Editorial: MLB finally embraces the Negro Leagues


Who holds the Major League Baseball record for the highest batting average in a single season?

It's not Ted Williams, with his .406 average in 1941, the last time anyone topped .400. It's not Ty Cobb, with his astonishing .420 average in 1911, nor even Nap Lajoie, whose .426 average in 1901 generally appears in the books as the record for players since 1900. Nor is it Hugh Duffy, whose .440 in 1894 It is the best if you immerse yourself in the 19th century.

It's Josh Gibson, who hit .446 for the Homestead Grays in 1943.

Gibson also holds the record for career batting average at .372. Generations of young fans were taught to believe that the champion was Cobb, who hit .366 in his career.

The Grays were a Negro League team that played their home games in a small Pennsylvania town across the river from Pittsburgh, then moved to the larger city and eventually split their time between Pittsburgh and Washington, DC. Gibson, a catcher, was a legendary player whose hitting prowess was known beyond his league despite racial segregation that prevented him from playing against or alongside his white contemporaries.

After decades of denying the exceptional performance of black players before Jackie Robinson broke the color barrier in 1947, Major League Baseball agreed in 2020 that the seven major Negro Leagues were in fact major leagues, as much as the National League or the American League.

That year was considered the centennial of the Negro Leagues.
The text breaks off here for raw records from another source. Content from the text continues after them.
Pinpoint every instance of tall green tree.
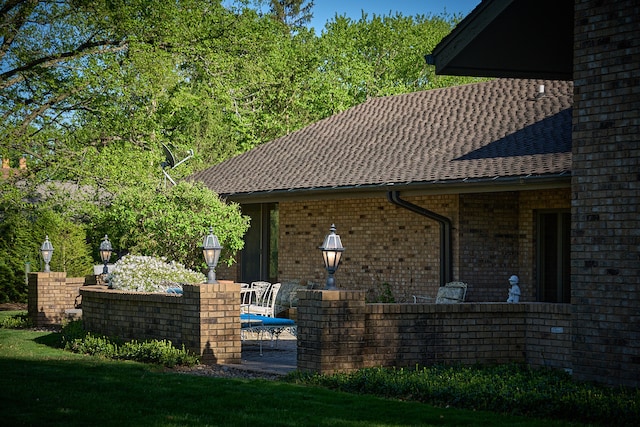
[270,0,313,30]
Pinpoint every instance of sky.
[311,0,481,33]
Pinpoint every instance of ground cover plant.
[0,312,636,427]
[292,364,640,426]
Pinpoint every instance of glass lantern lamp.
[202,227,222,283]
[100,234,113,274]
[40,235,53,273]
[319,224,344,290]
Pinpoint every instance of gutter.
[387,191,453,286]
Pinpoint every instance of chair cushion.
[240,314,296,326]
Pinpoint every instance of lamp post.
[100,234,113,274]
[40,235,53,273]
[319,224,344,290]
[202,227,222,283]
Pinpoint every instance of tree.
[90,182,249,269]
[270,0,313,30]
[320,13,478,106]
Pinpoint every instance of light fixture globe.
[100,234,113,274]
[40,235,53,273]
[319,224,344,290]
[202,227,222,283]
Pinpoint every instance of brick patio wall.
[80,282,242,364]
[27,272,84,326]
[298,290,572,374]
[571,0,640,387]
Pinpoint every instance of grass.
[0,312,612,427]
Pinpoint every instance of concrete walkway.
[234,333,298,375]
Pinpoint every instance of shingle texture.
[191,79,573,194]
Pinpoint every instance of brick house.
[194,0,640,387]
[191,79,573,302]
[424,0,640,387]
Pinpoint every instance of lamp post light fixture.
[202,227,222,283]
[40,235,53,273]
[100,234,113,274]
[319,224,344,290]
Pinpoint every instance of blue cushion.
[240,313,296,326]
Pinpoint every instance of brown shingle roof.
[190,79,573,198]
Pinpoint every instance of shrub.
[62,321,199,367]
[0,313,33,329]
[108,255,205,292]
[288,364,640,426]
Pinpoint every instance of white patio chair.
[244,283,281,317]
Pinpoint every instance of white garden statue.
[507,274,520,302]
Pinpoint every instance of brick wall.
[27,272,84,326]
[80,282,242,364]
[571,0,640,387]
[298,290,572,373]
[278,195,457,301]
[278,188,571,302]
[457,192,516,301]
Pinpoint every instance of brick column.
[182,281,242,364]
[27,272,84,326]
[571,0,640,387]
[298,290,365,374]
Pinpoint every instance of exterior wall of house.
[278,195,458,302]
[520,188,571,301]
[571,0,640,387]
[278,188,571,302]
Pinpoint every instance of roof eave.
[427,0,573,80]
[220,172,571,204]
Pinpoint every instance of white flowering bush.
[108,255,206,292]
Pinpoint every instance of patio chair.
[242,283,281,317]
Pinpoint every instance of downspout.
[387,191,453,286]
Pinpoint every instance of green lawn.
[0,312,600,427]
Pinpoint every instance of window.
[537,211,571,303]
[240,203,278,283]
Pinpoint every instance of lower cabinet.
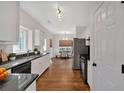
[25,81,36,91]
[31,54,50,75]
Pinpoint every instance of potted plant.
[9,53,16,61]
[34,48,38,54]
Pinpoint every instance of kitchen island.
[0,53,49,70]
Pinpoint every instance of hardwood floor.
[36,59,90,91]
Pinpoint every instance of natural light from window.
[13,26,33,53]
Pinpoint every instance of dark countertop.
[0,74,38,91]
[0,53,49,70]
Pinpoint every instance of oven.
[12,61,31,73]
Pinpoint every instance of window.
[13,26,33,53]
[43,39,47,51]
[13,30,26,53]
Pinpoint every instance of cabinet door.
[34,29,40,46]
[0,1,19,42]
[31,59,40,74]
[26,81,36,91]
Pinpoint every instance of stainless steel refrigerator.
[72,38,88,69]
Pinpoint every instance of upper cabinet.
[34,29,41,46]
[0,1,19,42]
The racial reckoning following the police killing of George Floyd likely also played a role.

As of Wednesday, player statistics from each of those leagues have been incorporated into the previously existing major league record books.

Lest anyone object that this addition of 3,400 previously unrecognized players is ahistorical, or that players like Gibson never had to face pitchers from the National or American League, let us not forget that neither Cobb, Williams, Lajoie nor Babe Ruth had to face the best pitchers in history. the Negro Leagues. White players had better salaries and more luxurious stadiums, but fans of black games may have been watching a higher quality game. We can never really know.

MLB's action corrects a serious wrong that for too long has subverted our proper understanding of our baseball heritage. It means that players like Gibson, who never had the opportunity to play in the national or American leagues, can be recognized for having played in the majors after all and, in fact, dominating them.

It means that great black players like Willie Mays can be recognized for all of their on-field accomplishments in the Negro Leagues and during their careers in integrated baseball. It means that great white players like Williams and Ruth will finally be able to compare themselves to all the other greats instead of an artificially selected few.

The closest baseball came to having the best teams playing each other came in the early years of the last century, when all-white and all-black teams faced off in offseason exhibition games. But clubs in the National and American Leagues were so frequently attacked by black teams that the embarrassed owners of the white teams ended interleague play.

Now the numbers, at least, are built in, and young fans who pore over the statistics can see that there were once many major leagues and many great athletes who played the uniquely American game of baseball, even before all Americans could play. in the same sport. field.